When thinking of a chocolate dessert to put on the menu, Craig came across an old recipe he had for a simple pecan tart. He decided to take it up a level, adding some rich, dark chocolate. As if it’s not indulgent enough already!

Adding the chocolate gives this tart a luxurious quality and will tempt those with a sweet tooth. It's lovely served with homemade mascarpone ice cream which helps balance its decedent sweetness.


Sweet Paste

This makes enough for 2 to 3 tarts, so wrap the remaining paste in cling film and it will keep for a week or so in the fridge.


510g plain flour

200g icing sugar

170g unsalted butter

1 vanilla pod, seeds scraped out

2 large free range eggs, beaten


Mix together the flour, vanilla seeds, sugar and butter until crumbed. Beat the eggs, add to the mixture and then combine, allow to rest in the fridge for a couple of hours to firm up and then roll out. 

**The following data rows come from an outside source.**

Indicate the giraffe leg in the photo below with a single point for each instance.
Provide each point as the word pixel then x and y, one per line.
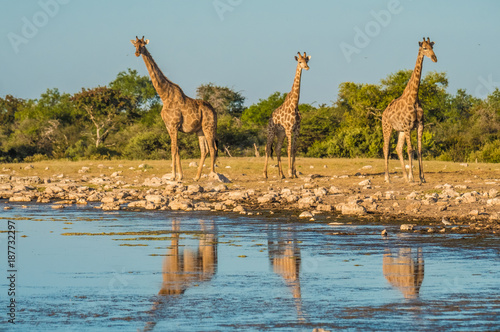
pixel 399 150
pixel 209 127
pixel 387 130
pixel 294 153
pixel 410 155
pixel 176 163
pixel 280 139
pixel 420 131
pixel 269 146
pixel 202 140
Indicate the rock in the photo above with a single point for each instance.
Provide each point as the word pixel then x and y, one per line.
pixel 84 170
pixel 324 207
pixel 180 204
pixel 365 183
pixel 306 202
pixel 334 190
pixel 406 227
pixel 194 189
pixel 220 188
pixel 108 200
pixel 53 190
pixel 5 178
pixel 352 208
pixel 474 212
pixel 156 199
pixel 110 206
pixel 267 198
pixel 153 182
pixel 5 186
pixel 415 207
pixel 219 177
pixel 493 201
pixel 445 221
pixel 291 198
pixel 320 192
pixel 492 193
pixel 27 179
pixel 390 195
pixel 23 198
pixel 137 204
pixel 95 197
pixel 240 209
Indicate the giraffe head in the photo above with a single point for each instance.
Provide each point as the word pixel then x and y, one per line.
pixel 303 60
pixel 139 45
pixel 426 47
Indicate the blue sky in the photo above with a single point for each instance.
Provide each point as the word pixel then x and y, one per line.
pixel 247 45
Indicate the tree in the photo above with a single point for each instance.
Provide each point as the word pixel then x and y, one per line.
pixel 259 114
pixel 223 99
pixel 138 89
pixel 105 107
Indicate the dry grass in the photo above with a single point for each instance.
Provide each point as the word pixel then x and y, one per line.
pixel 247 171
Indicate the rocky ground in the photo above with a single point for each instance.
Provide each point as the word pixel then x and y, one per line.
pixel 457 198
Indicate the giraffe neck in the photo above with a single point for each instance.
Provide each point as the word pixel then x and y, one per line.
pixel 411 90
pixel 294 95
pixel 161 83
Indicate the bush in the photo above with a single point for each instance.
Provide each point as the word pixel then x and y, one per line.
pixel 148 145
pixel 489 153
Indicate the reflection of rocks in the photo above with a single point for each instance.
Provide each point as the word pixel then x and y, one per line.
pixel 404 270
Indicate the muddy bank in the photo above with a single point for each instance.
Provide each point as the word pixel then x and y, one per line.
pixel 447 203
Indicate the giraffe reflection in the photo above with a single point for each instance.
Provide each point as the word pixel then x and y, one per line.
pixel 284 255
pixel 404 270
pixel 184 266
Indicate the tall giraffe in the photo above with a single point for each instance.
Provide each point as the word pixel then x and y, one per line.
pixel 181 113
pixel 405 114
pixel 285 121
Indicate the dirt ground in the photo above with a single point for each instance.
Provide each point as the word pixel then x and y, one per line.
pixel 463 197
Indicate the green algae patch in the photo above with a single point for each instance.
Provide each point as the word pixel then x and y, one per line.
pixel 138 233
pixel 147 238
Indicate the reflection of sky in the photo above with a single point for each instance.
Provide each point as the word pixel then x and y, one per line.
pixel 338 274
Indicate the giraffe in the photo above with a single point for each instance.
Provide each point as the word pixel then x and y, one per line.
pixel 404 114
pixel 181 113
pixel 285 121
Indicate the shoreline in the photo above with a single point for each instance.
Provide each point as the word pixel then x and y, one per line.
pixel 457 198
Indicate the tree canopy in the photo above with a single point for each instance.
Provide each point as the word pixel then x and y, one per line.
pixel 122 120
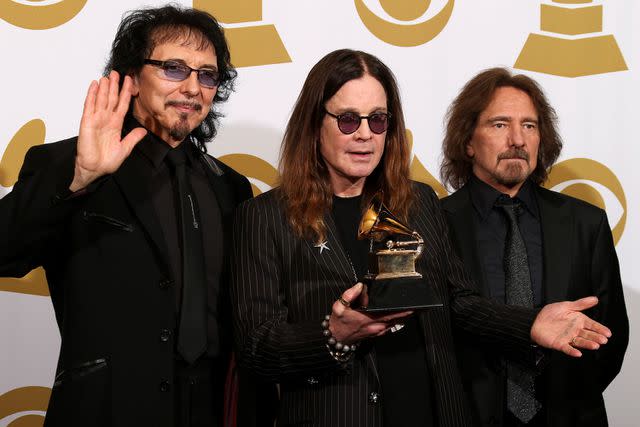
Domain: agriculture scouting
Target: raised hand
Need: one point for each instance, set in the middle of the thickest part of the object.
(349, 326)
(101, 150)
(561, 326)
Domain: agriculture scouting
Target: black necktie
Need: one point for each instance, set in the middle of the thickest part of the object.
(192, 331)
(521, 399)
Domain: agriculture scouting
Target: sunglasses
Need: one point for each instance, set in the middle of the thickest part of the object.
(177, 72)
(350, 122)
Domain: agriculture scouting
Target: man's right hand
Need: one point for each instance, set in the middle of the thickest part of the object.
(349, 326)
(101, 150)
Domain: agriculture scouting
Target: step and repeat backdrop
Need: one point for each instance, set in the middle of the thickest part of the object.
(584, 53)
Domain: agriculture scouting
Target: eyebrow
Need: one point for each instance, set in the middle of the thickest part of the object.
(203, 66)
(510, 119)
(353, 110)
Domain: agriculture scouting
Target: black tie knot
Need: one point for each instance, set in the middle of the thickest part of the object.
(176, 157)
(510, 205)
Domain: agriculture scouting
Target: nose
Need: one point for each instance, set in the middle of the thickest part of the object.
(190, 85)
(363, 132)
(516, 136)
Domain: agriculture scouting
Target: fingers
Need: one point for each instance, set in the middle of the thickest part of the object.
(102, 100)
(90, 100)
(125, 97)
(133, 138)
(393, 316)
(585, 343)
(596, 327)
(569, 350)
(348, 296)
(584, 303)
(112, 100)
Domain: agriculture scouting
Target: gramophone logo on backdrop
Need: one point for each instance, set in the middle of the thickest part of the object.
(251, 43)
(595, 183)
(39, 14)
(404, 34)
(21, 403)
(574, 44)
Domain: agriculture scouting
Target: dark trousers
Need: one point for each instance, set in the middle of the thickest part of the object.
(198, 396)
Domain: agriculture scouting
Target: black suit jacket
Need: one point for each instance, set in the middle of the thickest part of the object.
(110, 281)
(283, 286)
(579, 260)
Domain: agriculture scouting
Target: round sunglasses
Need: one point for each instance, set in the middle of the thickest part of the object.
(177, 72)
(349, 122)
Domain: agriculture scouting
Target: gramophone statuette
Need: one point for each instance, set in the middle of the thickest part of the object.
(392, 282)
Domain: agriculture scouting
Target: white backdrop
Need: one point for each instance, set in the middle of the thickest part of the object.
(50, 54)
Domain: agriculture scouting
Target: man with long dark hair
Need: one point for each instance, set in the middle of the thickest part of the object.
(297, 262)
(500, 143)
(129, 221)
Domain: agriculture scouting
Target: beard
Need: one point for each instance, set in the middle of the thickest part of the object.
(513, 173)
(180, 129)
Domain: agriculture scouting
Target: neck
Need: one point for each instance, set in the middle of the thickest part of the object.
(346, 188)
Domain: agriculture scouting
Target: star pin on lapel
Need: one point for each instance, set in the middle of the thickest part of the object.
(323, 246)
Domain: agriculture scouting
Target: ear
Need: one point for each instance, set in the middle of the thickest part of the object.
(469, 150)
(135, 86)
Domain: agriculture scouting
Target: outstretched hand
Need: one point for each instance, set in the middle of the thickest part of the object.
(349, 326)
(101, 148)
(561, 326)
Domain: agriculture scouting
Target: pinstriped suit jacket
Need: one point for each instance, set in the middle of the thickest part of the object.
(282, 286)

Preheat the oven to 180°C.

Roll out the sweet pastry and line a few mini tart cases or one larger one.A wee tip - when you line the tart case, leave a lip of pastry to overhang the edge of the tin, all the way around. This will prevent the pastry shrinking back when it cooks.

To blind bake the pastry case, line the pastry in the case with cling film and fill with baking beans or dried pulses. Bake for around 10 minutes until light golden brown around the edges. Remove the baking beans and cling film and continue to bake for another 5-10 minutes until the pastry is an even light golden colour.

Reduce oven temperature to 140°C.

Allow to cool. Don’t worry if they crack – repair them with a little of the extra sweet paste.


Chocolate Pecan Filling


275g pecan nuts

220g golden syrup

180g demerara sugar

140g unsalted butter

100g chocolate

2 free range eggs


Gently warm the syrup, butter, sugar and chocolate in a pan until melted, then whisk together. Allow the mixture to cool, then add the eggs and mix well. Stir in the nuts then pour into the tart case. 

Bake for around 30 minutes until the centre is a little wobbly. Allow to cool and then pop into the fridge for 30 minutes - this makes it much easier to cut. Serve at room temperature with some ice cream and a little chocolate sauce.